Training Overparametrized Neural Networks in Sublinear Time by Hang Hu, Zhao Song, Omri Weinstein, Danyang Zhuo (arXiv). Think of a classification problem where the inputs are in $$\mathbb{R}^d$$. We have $$n$$ such points (with their true labels, as training data) and wish to train a Neural Network. A two layer Rectified Linear Unit (ReLU) Neural Network (NN) works as follows. The first layer has $$m$$ vertices, where each vertex has vector weight $$\vec{w}_i \in \mathbb{R}^d$$. The second “hidden layer” has $$m$$ vertices, each with a scalar weight $$a_1, a_2, \ldots, a_m$$. This network is called overparametrized when $$m \gg n$$. The output of this NN on input vector $$\vec{x}$$ is (up to scaling) $$\sum_{i \leq m} a_i \phi(\vec{w_i} \cdot \vec{x})$$ (where $$\phi$$ is a thresholded linear function).
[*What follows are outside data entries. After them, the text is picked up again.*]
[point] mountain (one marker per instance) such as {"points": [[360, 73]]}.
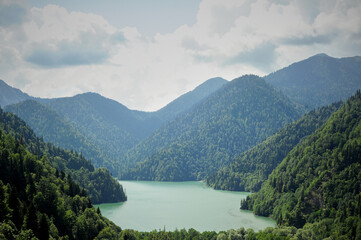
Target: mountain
{"points": [[251, 169], [98, 183], [189, 99], [10, 95], [233, 119], [101, 128], [38, 202], [319, 80], [319, 182], [54, 128]]}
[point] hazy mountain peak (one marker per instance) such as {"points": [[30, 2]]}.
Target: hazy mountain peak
{"points": [[10, 95]]}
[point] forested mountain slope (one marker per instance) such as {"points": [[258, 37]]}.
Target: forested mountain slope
{"points": [[10, 95], [102, 129], [99, 184], [319, 80], [238, 116], [248, 171], [38, 201], [189, 99], [319, 182]]}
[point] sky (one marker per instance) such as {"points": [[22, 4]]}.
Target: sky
{"points": [[145, 54]]}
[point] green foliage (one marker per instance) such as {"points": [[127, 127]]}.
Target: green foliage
{"points": [[39, 203], [318, 185], [248, 171], [241, 114], [319, 80], [98, 183]]}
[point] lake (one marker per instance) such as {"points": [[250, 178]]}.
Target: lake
{"points": [[178, 205]]}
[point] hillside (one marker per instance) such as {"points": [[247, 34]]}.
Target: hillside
{"points": [[10, 95], [319, 80], [248, 171], [319, 181], [99, 184], [55, 129], [38, 201], [238, 116], [190, 99]]}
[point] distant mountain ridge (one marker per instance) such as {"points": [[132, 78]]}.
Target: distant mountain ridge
{"points": [[236, 117], [101, 128], [317, 185], [250, 170], [189, 99], [10, 95], [319, 80]]}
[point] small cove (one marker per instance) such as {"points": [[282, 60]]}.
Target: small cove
{"points": [[178, 205]]}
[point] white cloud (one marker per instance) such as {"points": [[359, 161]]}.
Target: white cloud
{"points": [[52, 52]]}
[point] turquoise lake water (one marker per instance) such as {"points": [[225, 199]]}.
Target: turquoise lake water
{"points": [[178, 205]]}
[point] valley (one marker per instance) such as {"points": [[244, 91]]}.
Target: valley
{"points": [[287, 145]]}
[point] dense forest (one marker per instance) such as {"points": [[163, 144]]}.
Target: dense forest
{"points": [[98, 183], [248, 171], [319, 80], [52, 127], [38, 201], [235, 118], [318, 185]]}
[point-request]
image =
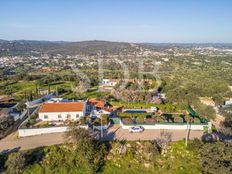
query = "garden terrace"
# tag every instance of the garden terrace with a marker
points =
(97, 121)
(34, 122)
(151, 118)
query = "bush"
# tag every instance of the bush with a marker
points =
(15, 163)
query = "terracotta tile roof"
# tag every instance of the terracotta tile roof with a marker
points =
(62, 107)
(97, 103)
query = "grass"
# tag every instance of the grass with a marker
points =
(145, 105)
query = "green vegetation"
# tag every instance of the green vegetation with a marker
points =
(90, 156)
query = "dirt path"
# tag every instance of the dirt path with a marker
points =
(12, 142)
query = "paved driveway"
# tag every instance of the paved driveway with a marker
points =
(11, 142)
(116, 132)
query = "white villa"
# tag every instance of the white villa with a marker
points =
(62, 111)
(109, 82)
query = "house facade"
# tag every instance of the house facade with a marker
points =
(62, 111)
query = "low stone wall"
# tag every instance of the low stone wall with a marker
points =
(38, 131)
(171, 126)
(104, 127)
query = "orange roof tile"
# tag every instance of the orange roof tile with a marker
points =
(97, 103)
(62, 107)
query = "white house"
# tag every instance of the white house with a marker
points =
(62, 111)
(109, 82)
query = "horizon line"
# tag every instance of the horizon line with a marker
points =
(68, 41)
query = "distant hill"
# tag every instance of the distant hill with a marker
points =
(25, 47)
(30, 47)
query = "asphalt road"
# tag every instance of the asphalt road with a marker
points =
(11, 142)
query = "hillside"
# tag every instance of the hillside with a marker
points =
(24, 47)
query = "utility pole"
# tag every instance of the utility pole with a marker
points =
(187, 133)
(28, 113)
(101, 128)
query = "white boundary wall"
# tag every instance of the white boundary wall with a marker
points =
(39, 131)
(170, 126)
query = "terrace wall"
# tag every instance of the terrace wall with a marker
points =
(170, 126)
(38, 131)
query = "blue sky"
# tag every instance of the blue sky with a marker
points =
(117, 20)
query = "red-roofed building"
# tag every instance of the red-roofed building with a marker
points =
(62, 111)
(93, 104)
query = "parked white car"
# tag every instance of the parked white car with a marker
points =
(136, 129)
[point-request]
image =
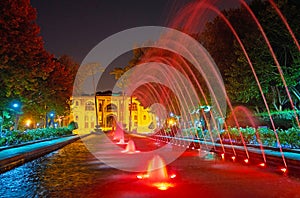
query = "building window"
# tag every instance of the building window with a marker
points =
(111, 107)
(89, 106)
(133, 107)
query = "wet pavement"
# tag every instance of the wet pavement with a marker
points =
(74, 172)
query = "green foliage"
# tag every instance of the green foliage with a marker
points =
(289, 138)
(281, 119)
(18, 137)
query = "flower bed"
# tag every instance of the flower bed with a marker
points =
(289, 138)
(18, 137)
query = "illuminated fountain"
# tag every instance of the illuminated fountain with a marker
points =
(130, 148)
(157, 175)
(119, 135)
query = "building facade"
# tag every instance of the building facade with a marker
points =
(110, 109)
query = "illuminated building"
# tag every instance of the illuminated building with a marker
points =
(111, 108)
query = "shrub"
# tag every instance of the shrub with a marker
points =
(17, 137)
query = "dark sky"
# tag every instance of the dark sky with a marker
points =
(74, 27)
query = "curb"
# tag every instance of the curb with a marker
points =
(12, 162)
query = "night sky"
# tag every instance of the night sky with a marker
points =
(74, 27)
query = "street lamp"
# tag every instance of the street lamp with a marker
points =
(51, 115)
(16, 106)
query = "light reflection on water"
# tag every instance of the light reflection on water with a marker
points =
(61, 173)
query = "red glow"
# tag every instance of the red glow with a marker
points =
(172, 176)
(163, 185)
(262, 164)
(283, 170)
(223, 156)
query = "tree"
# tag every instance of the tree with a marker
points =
(284, 47)
(23, 60)
(239, 79)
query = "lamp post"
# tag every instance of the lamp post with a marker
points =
(16, 106)
(51, 115)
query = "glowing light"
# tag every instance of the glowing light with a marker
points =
(142, 176)
(163, 185)
(28, 122)
(223, 156)
(262, 164)
(172, 176)
(283, 170)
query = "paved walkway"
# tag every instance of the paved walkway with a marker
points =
(18, 155)
(15, 156)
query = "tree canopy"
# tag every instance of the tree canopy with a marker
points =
(27, 71)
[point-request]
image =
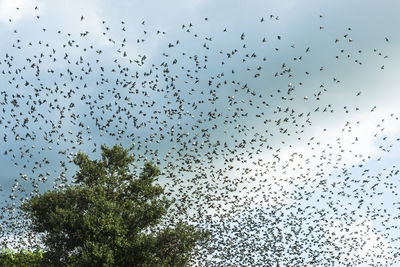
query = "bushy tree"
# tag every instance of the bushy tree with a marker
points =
(10, 258)
(109, 217)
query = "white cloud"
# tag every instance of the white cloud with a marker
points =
(8, 10)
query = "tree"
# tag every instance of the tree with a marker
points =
(10, 258)
(109, 217)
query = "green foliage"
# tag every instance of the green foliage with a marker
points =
(105, 218)
(9, 258)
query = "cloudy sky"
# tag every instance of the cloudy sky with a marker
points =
(309, 111)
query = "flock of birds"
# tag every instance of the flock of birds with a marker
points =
(224, 116)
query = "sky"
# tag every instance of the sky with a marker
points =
(260, 107)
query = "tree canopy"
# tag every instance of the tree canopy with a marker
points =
(110, 217)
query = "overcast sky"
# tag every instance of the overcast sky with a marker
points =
(343, 58)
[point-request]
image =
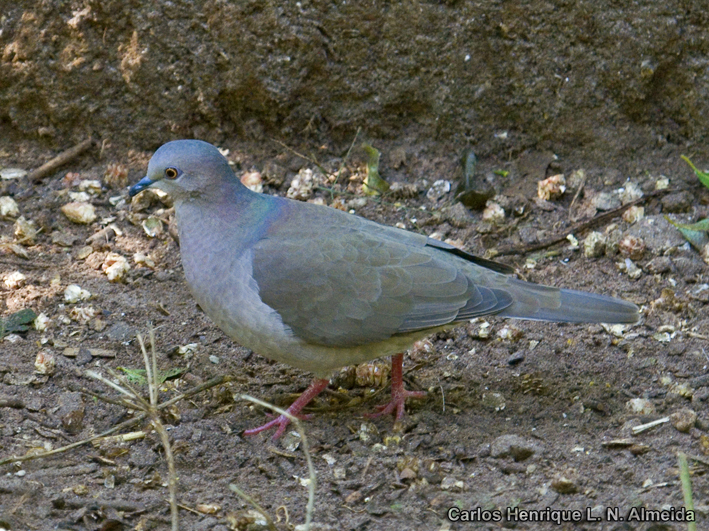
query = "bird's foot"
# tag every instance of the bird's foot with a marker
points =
(398, 393)
(294, 410)
(281, 421)
(398, 400)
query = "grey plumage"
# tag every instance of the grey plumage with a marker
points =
(318, 288)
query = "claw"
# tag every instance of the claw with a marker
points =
(316, 387)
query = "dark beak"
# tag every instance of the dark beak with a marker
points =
(141, 185)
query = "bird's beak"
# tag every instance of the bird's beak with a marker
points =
(141, 185)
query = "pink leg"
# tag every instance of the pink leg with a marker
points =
(398, 393)
(316, 387)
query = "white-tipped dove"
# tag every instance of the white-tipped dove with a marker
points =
(319, 289)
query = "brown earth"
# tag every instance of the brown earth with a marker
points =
(535, 90)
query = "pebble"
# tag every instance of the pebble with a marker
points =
(80, 212)
(594, 246)
(683, 420)
(8, 207)
(517, 357)
(71, 412)
(75, 293)
(605, 201)
(640, 406)
(494, 401)
(494, 213)
(438, 190)
(676, 202)
(15, 280)
(564, 485)
(514, 446)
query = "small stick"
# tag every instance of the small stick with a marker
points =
(64, 157)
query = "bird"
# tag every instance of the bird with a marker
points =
(319, 289)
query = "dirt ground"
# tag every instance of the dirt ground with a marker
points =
(519, 415)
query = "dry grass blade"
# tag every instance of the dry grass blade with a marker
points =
(123, 425)
(248, 499)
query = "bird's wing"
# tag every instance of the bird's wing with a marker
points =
(339, 280)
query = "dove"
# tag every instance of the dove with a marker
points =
(319, 289)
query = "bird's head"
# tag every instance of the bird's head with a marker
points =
(186, 169)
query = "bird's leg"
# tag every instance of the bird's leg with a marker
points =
(315, 388)
(398, 393)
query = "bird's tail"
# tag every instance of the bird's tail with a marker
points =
(543, 303)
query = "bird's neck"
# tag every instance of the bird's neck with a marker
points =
(232, 219)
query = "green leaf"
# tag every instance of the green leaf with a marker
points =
(702, 176)
(694, 233)
(17, 322)
(138, 375)
(373, 184)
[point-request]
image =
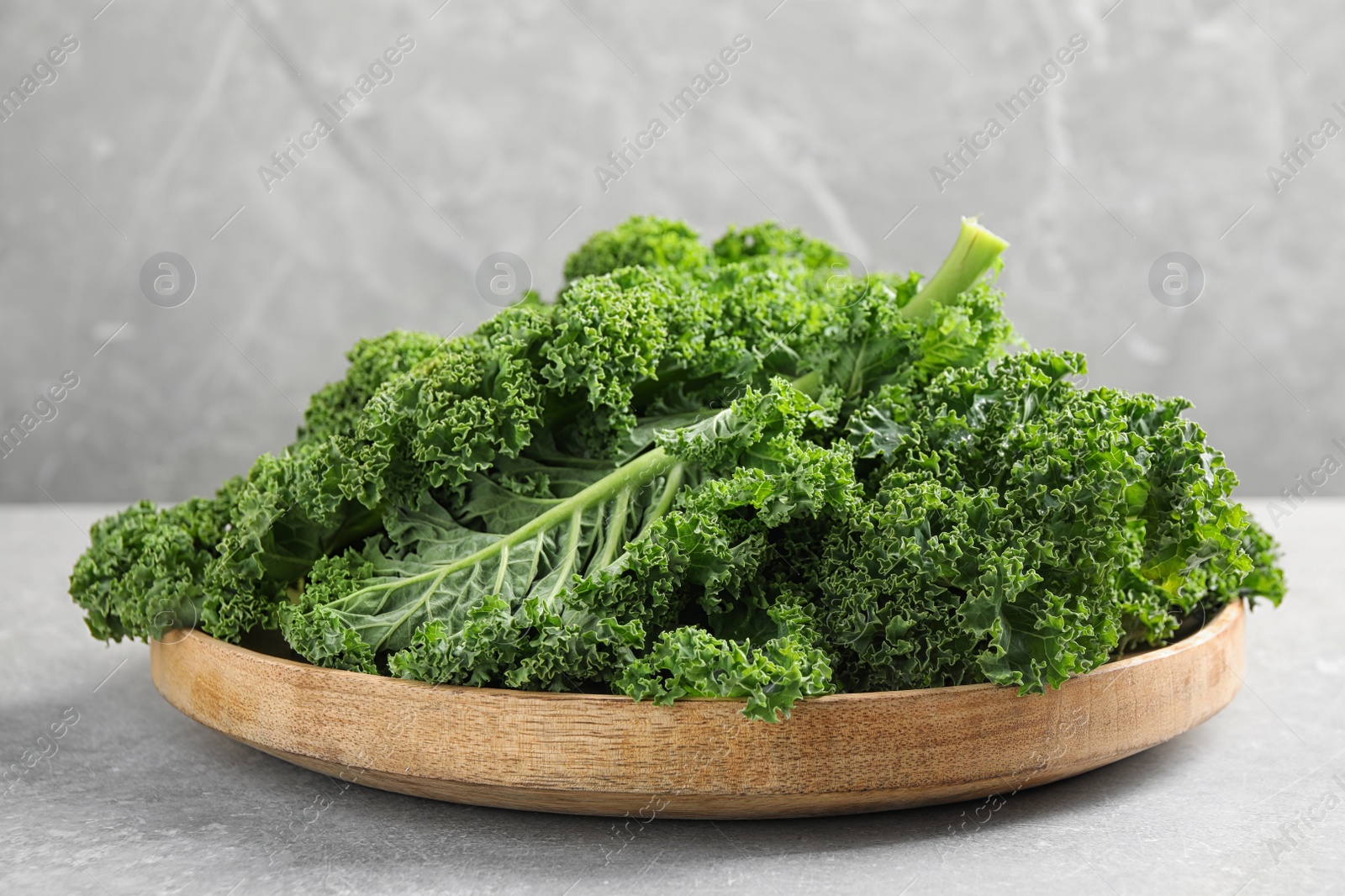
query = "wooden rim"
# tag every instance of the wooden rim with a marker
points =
(609, 755)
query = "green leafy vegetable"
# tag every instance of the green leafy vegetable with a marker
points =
(733, 472)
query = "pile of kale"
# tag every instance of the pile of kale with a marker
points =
(732, 472)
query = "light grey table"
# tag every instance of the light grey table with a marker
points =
(140, 799)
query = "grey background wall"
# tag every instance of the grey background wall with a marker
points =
(486, 139)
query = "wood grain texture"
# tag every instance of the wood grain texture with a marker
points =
(609, 755)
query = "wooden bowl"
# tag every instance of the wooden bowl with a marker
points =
(609, 755)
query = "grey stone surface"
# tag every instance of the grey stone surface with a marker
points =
(140, 799)
(488, 138)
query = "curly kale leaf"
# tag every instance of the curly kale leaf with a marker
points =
(732, 472)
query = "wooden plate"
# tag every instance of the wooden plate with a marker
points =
(609, 755)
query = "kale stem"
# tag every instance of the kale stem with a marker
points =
(972, 256)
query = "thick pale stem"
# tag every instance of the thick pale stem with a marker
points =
(972, 256)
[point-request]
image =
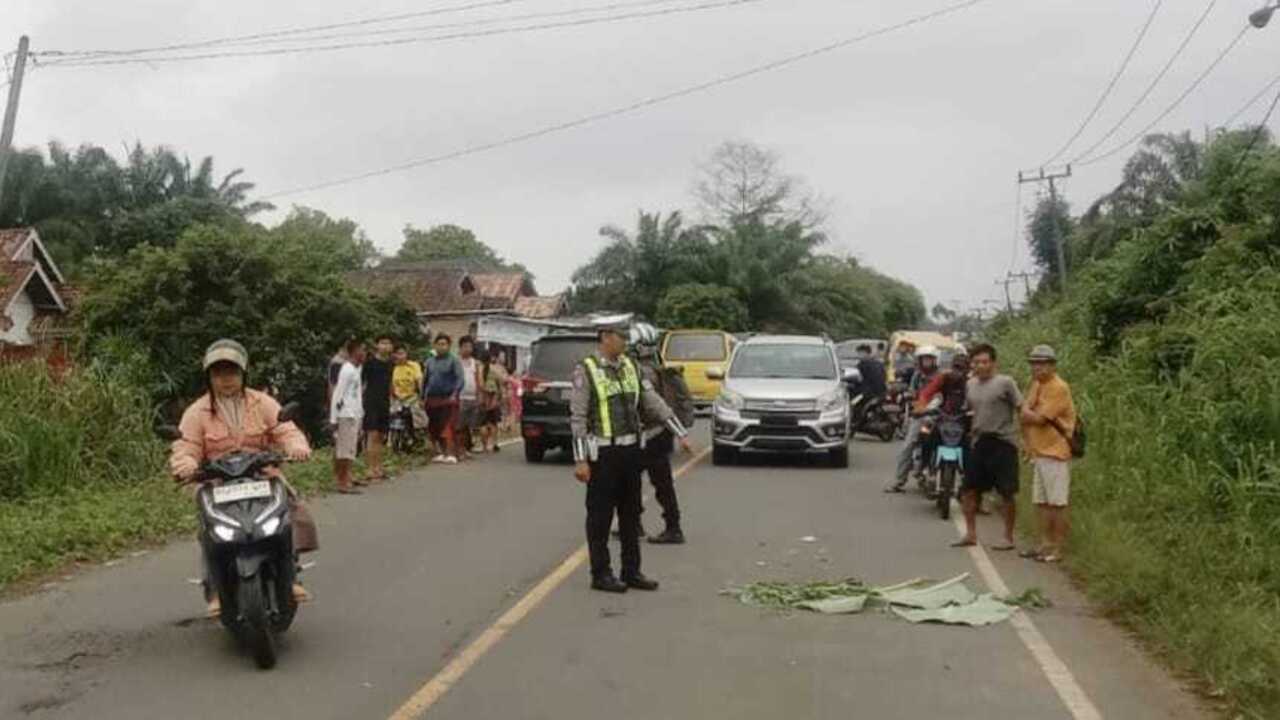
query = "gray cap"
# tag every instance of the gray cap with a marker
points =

Observe that to compute the value on a single input takes $$O(md)$$ time, so the total time to compute all values on $$n$$ training inputs takes $$O(mnd)$$ time. The training is done by gradient descent methods; given a particular setting of weights, we compute the total loss, and then modify the weights along the gradient. Previous work showed how a single iteration can be done in time $$O(mnd + n^3)$$. When $$m \gg n^2$$, this can be thought of as linear in computing the loss function (which requires evaluating the NN on all the $$n$$ points). This paper shows how to implement a single iteration in $$O(m^{1-\alpha}nd + n^3)$$ time, for some $$\alpha > 0$$. Hence, the time for an iteration is sublinear in the trivial computation. The techniques used are sparse recovery methods and random projections.